So, in order to make things easier and safer, I released a free version of DVD Catalyst, enabling people to convert their videos without all the hassles.
DVD Catalyst GT, originally released back in 2006, is sort of a "lite" version of DVD Catalyst 4. Don't take the "lite" to literary though, DVD Catalyst GT offers the same (and more) functionality as most $40 conversion tools out there, its just that DVD Catalyst 4 offers a LOT more than those.
Many DVD Catalyst 4 users don't even come close to using half of its capabilities, so I released DVD Catalyst GT to provide yet an even more affordable solution that just has the features needed by most and doesn't have the extra stuff used by a few. It converts DVDs and video files, has black border removal, quality adjustments and the most used video and audio tweaks.
Website redesign. Part of the hold-up on releasing both apps was because due to time issues, I wasn't able to get the documentation for the apps, along with the changes needed to the website completed.
So, the days since Halloween, I've been working on the redesign, along with adding new content, and of course, while working on that, bugs popped up that needed fixing, and new ideas got implemented as well.
History: As mentioned above, DVD Catalyst Free and DVD Catalyst GT are "updates" to previously released applications. While both successful (DVD Catalyst GT has, just like DVD Catalyst 4, a few awards under its belt), I ended up shelving both apps after, due to some complications with my (then) web hosting company, I lost the dvdcatalyst.com website domain back in August of 2008.
With the dvdcatalyst.com website gone, the time involved trying to continue and build-up a new product website, Tools4Movies.com was too much to continue development with these 2 apps.
Earlier this year, I ran into the source code for both apps again, and after playing with it a bit, I figured it would be cool to restore these apps again. Last year, I was able to get the dvdcatalyst.com domain back after fighting with one of my competitors whom posted up a fake free "dvd catalyst", so with the domain back, bringing the apps back would be quite fitting as well.
Of course things didn't age well, with profiles for devices that haven't been available for quite some time, and scan/conversion code that was pretty basic, but with some changes, I was able to get it working properly.
Because DVD Catalyst GT consists of a different feature set, making fairly big changes to the way it works is considerably easier than with DVD Catalyst 4, so there are some differences between the 2 at this time. Of course some of these differences will make their way into DVD Catalyst 4, but probably not all of them, and with the holiday season, it might take me a few months.

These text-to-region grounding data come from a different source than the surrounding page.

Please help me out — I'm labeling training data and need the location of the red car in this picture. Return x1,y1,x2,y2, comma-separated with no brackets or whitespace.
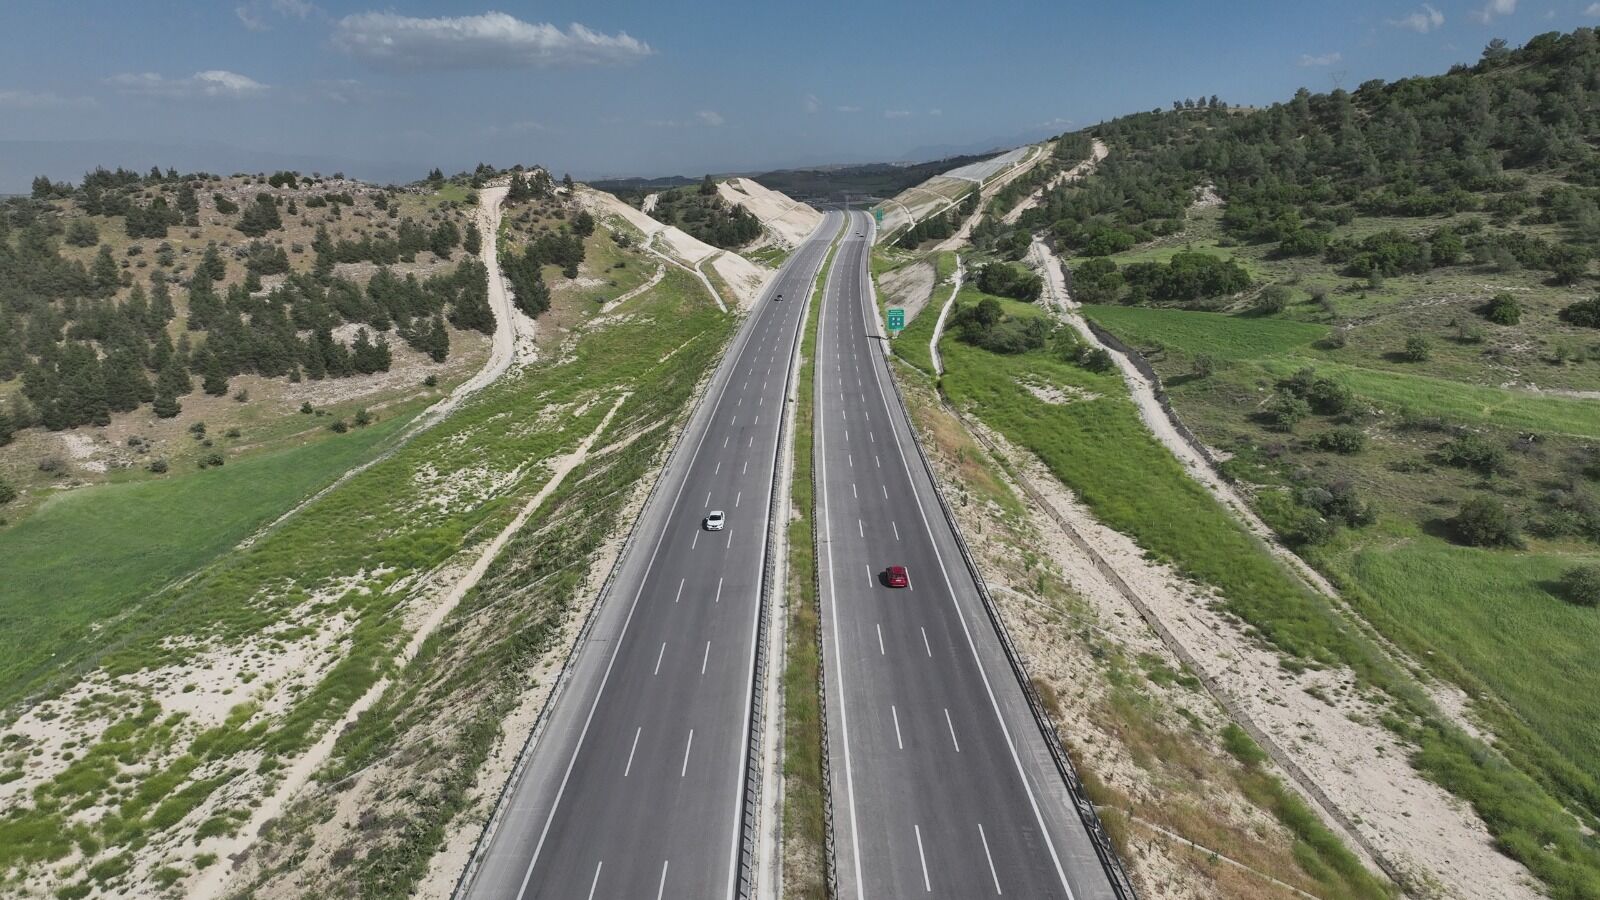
885,565,909,588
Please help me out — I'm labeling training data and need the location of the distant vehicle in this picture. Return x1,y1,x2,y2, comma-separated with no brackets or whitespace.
885,565,909,588
704,510,726,531
856,230,863,236
774,292,783,301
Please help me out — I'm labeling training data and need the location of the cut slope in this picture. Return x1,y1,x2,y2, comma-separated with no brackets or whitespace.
577,184,777,310
716,177,823,248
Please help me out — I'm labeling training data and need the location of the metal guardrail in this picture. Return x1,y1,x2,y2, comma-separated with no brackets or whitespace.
737,226,838,899
873,316,1139,899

Non-visible differences between DVD Catalyst Free and DVD Catalyst GT is how they both work with DVDs. DVD Catalyst GT has newer scanning code, which translates into better scanning and faster conversions for some of the pickier DVDs. These changes also come back with conversions.

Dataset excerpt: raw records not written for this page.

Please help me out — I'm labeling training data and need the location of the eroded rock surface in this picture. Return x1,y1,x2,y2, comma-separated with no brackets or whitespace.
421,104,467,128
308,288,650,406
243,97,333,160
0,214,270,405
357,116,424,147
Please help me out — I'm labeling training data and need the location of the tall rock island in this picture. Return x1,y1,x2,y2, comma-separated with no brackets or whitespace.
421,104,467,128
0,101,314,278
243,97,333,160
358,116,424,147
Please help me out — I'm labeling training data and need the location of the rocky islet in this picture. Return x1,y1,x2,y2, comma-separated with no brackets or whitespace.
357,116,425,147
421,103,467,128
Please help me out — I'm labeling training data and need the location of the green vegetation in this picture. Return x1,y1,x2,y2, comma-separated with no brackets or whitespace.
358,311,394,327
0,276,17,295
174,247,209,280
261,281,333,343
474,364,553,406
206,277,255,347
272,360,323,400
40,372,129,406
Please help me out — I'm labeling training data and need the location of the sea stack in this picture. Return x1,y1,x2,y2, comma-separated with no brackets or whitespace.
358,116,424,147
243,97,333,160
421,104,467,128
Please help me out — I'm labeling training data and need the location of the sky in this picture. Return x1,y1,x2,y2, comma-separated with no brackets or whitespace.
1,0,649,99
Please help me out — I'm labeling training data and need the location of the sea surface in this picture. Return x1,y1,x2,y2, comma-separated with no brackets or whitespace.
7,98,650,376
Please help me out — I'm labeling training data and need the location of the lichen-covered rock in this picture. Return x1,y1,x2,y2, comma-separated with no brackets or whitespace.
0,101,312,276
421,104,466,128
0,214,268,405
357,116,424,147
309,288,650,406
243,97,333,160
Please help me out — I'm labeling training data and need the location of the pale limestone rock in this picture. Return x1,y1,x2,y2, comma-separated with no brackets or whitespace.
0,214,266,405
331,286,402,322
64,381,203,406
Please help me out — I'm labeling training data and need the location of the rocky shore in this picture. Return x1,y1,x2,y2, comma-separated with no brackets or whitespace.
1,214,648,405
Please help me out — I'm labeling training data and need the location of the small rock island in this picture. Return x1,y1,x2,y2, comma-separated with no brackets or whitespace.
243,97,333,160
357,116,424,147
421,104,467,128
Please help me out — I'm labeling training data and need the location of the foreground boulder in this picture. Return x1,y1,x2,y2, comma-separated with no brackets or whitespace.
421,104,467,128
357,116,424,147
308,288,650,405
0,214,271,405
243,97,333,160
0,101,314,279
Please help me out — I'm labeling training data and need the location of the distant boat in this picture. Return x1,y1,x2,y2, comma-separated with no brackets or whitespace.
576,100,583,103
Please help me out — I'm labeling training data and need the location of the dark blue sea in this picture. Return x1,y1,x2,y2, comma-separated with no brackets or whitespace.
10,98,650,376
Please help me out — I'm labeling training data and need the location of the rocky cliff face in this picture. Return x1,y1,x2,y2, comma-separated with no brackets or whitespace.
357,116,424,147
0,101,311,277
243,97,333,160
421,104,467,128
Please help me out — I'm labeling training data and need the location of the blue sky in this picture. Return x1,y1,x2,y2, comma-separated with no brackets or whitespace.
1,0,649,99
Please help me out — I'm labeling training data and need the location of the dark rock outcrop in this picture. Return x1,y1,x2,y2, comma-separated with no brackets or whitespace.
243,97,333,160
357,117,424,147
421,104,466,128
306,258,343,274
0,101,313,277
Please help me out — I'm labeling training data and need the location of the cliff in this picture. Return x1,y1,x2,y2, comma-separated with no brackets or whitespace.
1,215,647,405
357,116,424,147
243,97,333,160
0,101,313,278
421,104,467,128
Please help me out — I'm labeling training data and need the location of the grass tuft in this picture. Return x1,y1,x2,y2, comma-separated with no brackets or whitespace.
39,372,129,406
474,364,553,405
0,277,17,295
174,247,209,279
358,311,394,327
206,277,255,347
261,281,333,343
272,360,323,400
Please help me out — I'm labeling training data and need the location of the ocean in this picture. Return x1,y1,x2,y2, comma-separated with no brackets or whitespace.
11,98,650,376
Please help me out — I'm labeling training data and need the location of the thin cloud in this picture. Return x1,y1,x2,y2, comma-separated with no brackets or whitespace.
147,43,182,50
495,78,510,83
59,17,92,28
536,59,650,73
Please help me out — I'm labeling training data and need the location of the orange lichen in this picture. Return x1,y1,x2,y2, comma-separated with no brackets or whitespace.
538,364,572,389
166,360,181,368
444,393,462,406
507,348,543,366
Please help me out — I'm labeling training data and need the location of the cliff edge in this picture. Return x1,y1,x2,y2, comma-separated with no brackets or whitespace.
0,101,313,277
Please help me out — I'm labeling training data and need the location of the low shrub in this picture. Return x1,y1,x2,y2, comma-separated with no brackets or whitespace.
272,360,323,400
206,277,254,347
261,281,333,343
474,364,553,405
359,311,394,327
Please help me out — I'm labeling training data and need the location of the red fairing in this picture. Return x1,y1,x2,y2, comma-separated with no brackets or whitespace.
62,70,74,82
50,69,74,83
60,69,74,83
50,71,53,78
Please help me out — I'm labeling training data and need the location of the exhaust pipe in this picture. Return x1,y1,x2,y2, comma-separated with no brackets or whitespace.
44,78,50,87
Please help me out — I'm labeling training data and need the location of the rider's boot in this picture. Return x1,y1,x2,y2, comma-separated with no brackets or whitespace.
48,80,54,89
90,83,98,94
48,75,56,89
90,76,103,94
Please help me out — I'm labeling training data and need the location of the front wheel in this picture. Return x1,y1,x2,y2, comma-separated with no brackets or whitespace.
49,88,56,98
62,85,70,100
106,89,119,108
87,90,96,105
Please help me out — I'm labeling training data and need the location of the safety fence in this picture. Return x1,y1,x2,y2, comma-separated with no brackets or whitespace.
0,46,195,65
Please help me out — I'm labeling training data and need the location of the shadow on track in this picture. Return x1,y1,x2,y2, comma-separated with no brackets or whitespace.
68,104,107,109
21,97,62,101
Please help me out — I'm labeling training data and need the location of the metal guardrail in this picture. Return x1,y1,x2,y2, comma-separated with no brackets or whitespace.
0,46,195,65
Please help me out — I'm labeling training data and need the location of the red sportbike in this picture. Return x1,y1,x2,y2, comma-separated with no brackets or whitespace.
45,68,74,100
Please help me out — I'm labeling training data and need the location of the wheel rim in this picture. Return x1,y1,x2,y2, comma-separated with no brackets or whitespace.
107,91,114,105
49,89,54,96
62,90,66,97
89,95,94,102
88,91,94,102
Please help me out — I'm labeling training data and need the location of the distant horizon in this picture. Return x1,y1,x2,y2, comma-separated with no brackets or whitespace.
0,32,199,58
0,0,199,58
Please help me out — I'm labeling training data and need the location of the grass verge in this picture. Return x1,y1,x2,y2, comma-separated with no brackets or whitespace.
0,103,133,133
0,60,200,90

The other differences are a bit more obvious. With DVD Catalyst GT (and DVD Catalyst Free), I opted for a user-interface that was extremely simple. No need for a manual to get started, image-based icons, all very clear and easy to understand.
The quality settings easily accessible,
and organized into their own sections,
For more information, have a look at the website, Home of DVD Catalyst 4 - convert fast and easy AVI DVD MKV to Bionic Droid iPad3 iPhone4 iPod Touch4 Iconica Innotab Galaxy Tab Nabi Playbook Transformer Prime Thrive Vita Xoom XyBoard and more
I don't have much food for thoughts to add in this newsletter. The last few weeks have been murderous long days on looking at both development code and website stuff. Hours of running tests with conversions of different sources, pixel edit stuff in Photoshop and of course play testing videos on different devices. Of course in the spare minutes, I've visited my daily websites here and there to keep up with whats happening, but my main focus has been on getting the new apps out and into the world.
With the DVD Catalyst Free and DVD Catalyst GT releases done, its on to MovieGallery. I have some ideas I have been fleshing out mentally and its time to see whats possible and whats not when working with the actual code.
And that is all for this weeks DVD Catalyst Newsletter.
Thanks for reading, and have a great weekend.